MEXICO CITY, Mexico--Digital remittances from the U.S. to Mexico have overtaken cash for the first time, marking a significant shift in the world’s largest remittance corridor and underscoring how quickly cross-border payments are moving toward app-based and account-linked transfers, according to several news outlets.
Bloomberg, in a report also republished by the Los Angeles Times, said the change occurred in 2025, citing data from Mexico’s central bank, Banco de México.
The milestone comes as policy changes and consumer behavior are accelerating the move away from cash. Bloomberg reported that digital transfers are gaining share as migrants increasingly use mobile-first and lower-friction services rather than traditional cash pickup models, with the shift illustrated by consumers moving from in-person outlets to app-based offerings such as WhatsApp-enabled remittance tools.

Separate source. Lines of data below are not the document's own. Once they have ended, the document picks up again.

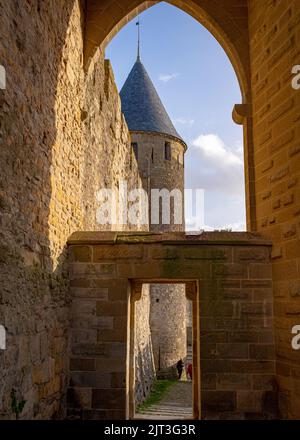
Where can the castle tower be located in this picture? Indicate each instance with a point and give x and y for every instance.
(159, 150)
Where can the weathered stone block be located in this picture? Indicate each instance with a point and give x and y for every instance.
(90, 379)
(262, 351)
(249, 401)
(110, 399)
(81, 254)
(118, 252)
(218, 401)
(82, 364)
(229, 381)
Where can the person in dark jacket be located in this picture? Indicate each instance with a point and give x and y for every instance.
(179, 367)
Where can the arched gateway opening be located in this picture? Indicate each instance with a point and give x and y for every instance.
(215, 267)
(121, 263)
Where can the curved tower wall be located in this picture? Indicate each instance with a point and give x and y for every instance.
(167, 302)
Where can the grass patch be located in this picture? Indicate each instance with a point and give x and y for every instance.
(159, 389)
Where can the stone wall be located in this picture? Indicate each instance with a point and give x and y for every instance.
(275, 49)
(233, 314)
(145, 371)
(168, 302)
(40, 153)
(168, 326)
(158, 173)
(62, 138)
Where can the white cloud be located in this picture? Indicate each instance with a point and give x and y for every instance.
(215, 166)
(166, 77)
(184, 121)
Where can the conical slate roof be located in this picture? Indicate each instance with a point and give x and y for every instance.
(141, 105)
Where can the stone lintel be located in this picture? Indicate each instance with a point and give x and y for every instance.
(178, 238)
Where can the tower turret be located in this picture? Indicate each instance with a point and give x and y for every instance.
(159, 151)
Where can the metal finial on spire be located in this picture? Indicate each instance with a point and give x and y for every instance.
(138, 51)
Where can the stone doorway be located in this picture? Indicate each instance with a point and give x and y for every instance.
(228, 276)
(191, 294)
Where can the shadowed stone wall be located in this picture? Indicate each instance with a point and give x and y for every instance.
(62, 137)
(274, 50)
(235, 306)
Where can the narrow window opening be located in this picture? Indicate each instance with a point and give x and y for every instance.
(135, 149)
(167, 151)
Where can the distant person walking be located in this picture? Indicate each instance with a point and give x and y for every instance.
(179, 367)
(189, 371)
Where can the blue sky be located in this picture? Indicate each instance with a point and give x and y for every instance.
(198, 86)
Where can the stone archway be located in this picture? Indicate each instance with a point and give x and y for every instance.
(232, 318)
(192, 294)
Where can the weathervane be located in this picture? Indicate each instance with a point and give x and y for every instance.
(138, 25)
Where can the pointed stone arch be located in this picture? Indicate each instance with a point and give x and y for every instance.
(228, 23)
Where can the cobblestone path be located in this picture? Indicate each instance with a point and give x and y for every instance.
(176, 404)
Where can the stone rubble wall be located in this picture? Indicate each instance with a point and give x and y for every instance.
(62, 137)
(274, 50)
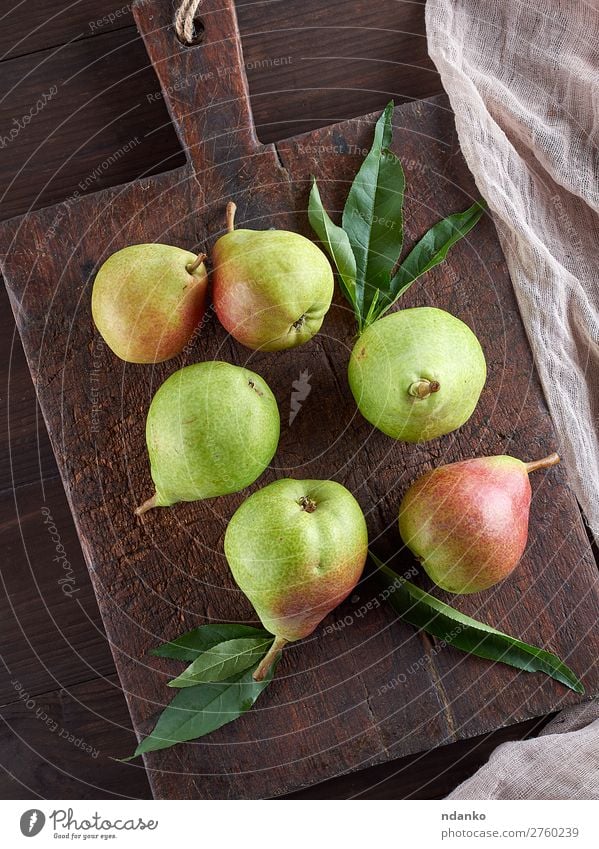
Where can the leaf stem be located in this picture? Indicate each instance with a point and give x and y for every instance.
(269, 658)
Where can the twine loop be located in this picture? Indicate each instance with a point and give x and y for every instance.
(184, 18)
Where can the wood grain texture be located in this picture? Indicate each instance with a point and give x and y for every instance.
(63, 745)
(335, 707)
(50, 627)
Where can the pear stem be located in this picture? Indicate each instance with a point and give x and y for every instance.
(545, 463)
(193, 266)
(269, 658)
(147, 505)
(423, 388)
(231, 210)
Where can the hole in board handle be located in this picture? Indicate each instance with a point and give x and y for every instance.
(198, 34)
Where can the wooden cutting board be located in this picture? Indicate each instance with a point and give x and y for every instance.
(365, 688)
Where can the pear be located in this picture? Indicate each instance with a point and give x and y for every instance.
(467, 522)
(271, 288)
(296, 549)
(212, 429)
(417, 374)
(147, 301)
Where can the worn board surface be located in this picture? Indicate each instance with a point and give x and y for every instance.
(370, 689)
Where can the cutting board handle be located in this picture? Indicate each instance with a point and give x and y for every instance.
(204, 85)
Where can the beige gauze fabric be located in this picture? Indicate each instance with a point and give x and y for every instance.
(522, 78)
(562, 763)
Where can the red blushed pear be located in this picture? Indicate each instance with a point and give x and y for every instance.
(296, 549)
(147, 301)
(467, 522)
(271, 288)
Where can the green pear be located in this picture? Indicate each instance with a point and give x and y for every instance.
(417, 374)
(212, 429)
(271, 288)
(147, 300)
(296, 549)
(467, 522)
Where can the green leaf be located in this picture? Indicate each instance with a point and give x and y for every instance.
(189, 646)
(423, 610)
(432, 249)
(337, 244)
(196, 711)
(223, 661)
(373, 215)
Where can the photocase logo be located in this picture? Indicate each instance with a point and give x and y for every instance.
(32, 822)
(301, 388)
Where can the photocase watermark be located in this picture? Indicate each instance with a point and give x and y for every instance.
(95, 382)
(422, 661)
(300, 389)
(372, 604)
(32, 822)
(110, 18)
(183, 83)
(50, 723)
(24, 120)
(68, 581)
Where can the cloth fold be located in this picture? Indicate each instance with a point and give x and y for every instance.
(561, 763)
(522, 79)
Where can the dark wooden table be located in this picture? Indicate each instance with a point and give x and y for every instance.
(80, 111)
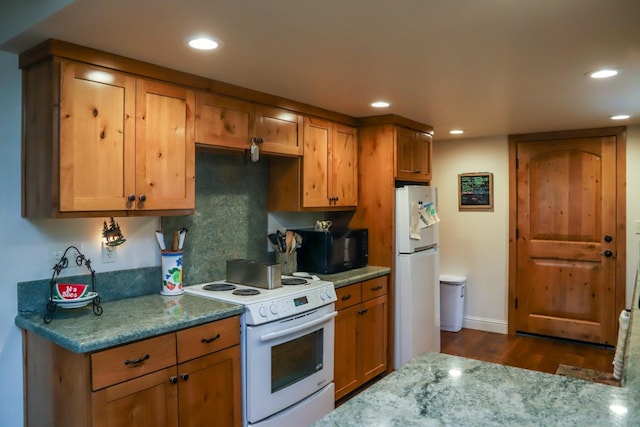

The timing is notable for financial institutions because the digital transition follows the Jan. 1 launch of a new U.S. 1% tax on remittances sent in cash, money orders and cashier’s checks, while transfers funded through bank accounts and debit or credit cards are exempt, according to recent coverage by Mexico News Daily citing BBVA Research and Banxico data. Mexico News Daily also reported earlier this month that January remittances to Mexico totaled $4.594 billion, down 1.4% year over year, even as electronic channels dominated the mix.
For credit unions, banks and payments providers, the takeaway is that Mexico’s massive remittance market is becoming increasingly digital even amid softer overall flows, creating more pressure—and opportunity—around real-time cross-border payments, mobile wallets, lower-fee digital rails and card- or account-funded transfer models. The long-running cash-heavy model in the U.S.-Mexico corridor is now being structurally displaced, not just supplemented, according to he Bloomberg/Los Angeles Times reporting.